Murkowski blasts Trump’s election claims, calls House impeachment appropriate
Sen. Lisa Murkowski (R-Alaska) on Thursday issued a blistering critique of President Trump’s false claims that the election was “rigged,” and said that the House acted “appropriately” by impeaching him.
Murkowski didn’t say how she would vote in an upcoming Senate impeachment trial, pledging to “listen carefully and consider the arguments.” But she offered a broad rebuke of the president and signaled support for the House’s bipartisan vote, which made Trump the first president to be impeached twice.
“On the day of the riots, President Trump’s words incited violence, which led to the injury and deaths of Americans – including a Capitol Police officer – the desecration of the Capitol, and briefly interfered with the government’s ability to ensure a peaceful transfer of power,” Murkowski said in a statement on Thursday.
“Such unlawful actions cannot go without consequence and the House has responded swiftly, and I believe, appropriately, with impeachment,” she added.
Murkowski’s comments come after the House, in a bipartisan vote, impeached Trump for committing high crimes and misdemeanors by “willfully inciting violence against the Government of the United States.”
Ten Republicans — including Rep. Liz Cheney (Wyo.), the No. 3 House Republican — supported impeaching Trump, a break from the 2019 impeachment votes that garnered no House GOP support.
Trump has claimed for weeks that the election was “stolen,” even as his legal team has lost dozens of court cases and election experts have debunked claims of widespread voter fraud.
On Jan. 6, Trump urged his supporters to march to the Capitol as Vice President Pence and lawmakers were counting the Electoral College vote, including warning that, “if you don’t fight like hell you’re not going to have a country anymore.”
Murkowski denounced Trump’s rhetoric in her statement on Thursday, as well as attempts by the president and his closest allies to pressure Pence into challenging the election results in key battleground states won by President-elect Joe Biden.
“For months, the President has perpetrated false rhetoric that the election was stolen and rigged, even after dozens of courts ruled against these claims. When he was not able to persuade the courts or elected officials, he launched a pressure campaign against his own Vice President, urging him to take actions that he had no authority to do,” Murkowski said.
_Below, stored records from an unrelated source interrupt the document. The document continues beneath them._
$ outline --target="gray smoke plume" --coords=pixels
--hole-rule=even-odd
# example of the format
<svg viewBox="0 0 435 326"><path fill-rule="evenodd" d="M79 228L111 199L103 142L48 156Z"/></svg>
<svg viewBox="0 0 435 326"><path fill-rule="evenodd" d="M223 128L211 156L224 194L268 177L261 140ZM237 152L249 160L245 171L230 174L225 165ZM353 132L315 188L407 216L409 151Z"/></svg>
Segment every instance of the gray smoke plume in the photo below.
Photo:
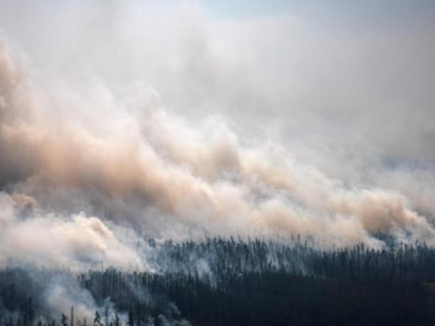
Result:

The Senate is now expected to hold an impeachment trial, though the exact timing is unclear because House Democrats have not said when they will transmit the article of impeachment. Senate Majority Leader Mitch McConnell (R-Ky.) has refused a Democratic request to bring the Senate back into session early, therefore, the trial will not start until after Biden is sworn in.
Murkowksi became the first GOP senator to call on Trump to resign in the wake of the attack on the Capitol. But she did not say on Thursday if she would vote to convict Trump at the end of the Senate trial.
“When the Article of Impeachment comes to the Senate, I will follow the oath I made when sworn as a U.S. Senator. I will listen carefully and consider the arguments of both sides, and will then announce how I will vote,” Murkowski said.
Murkowski previously voted to acquit Trump in his first impeachment trial.
But in her statement on Thursday, she appeared to draw a contrast between the 2019 House impeachment and the vote held on Wednesday.
“This second impeachment stands in stark contrast to what we faced last January—an impeachment that was partisan from the beginning and left no opportunity for a fair trial in the Senate,” she said, adding that the House vote had “the most bipartisan support and the largest number of votes for a presidential impeachment.”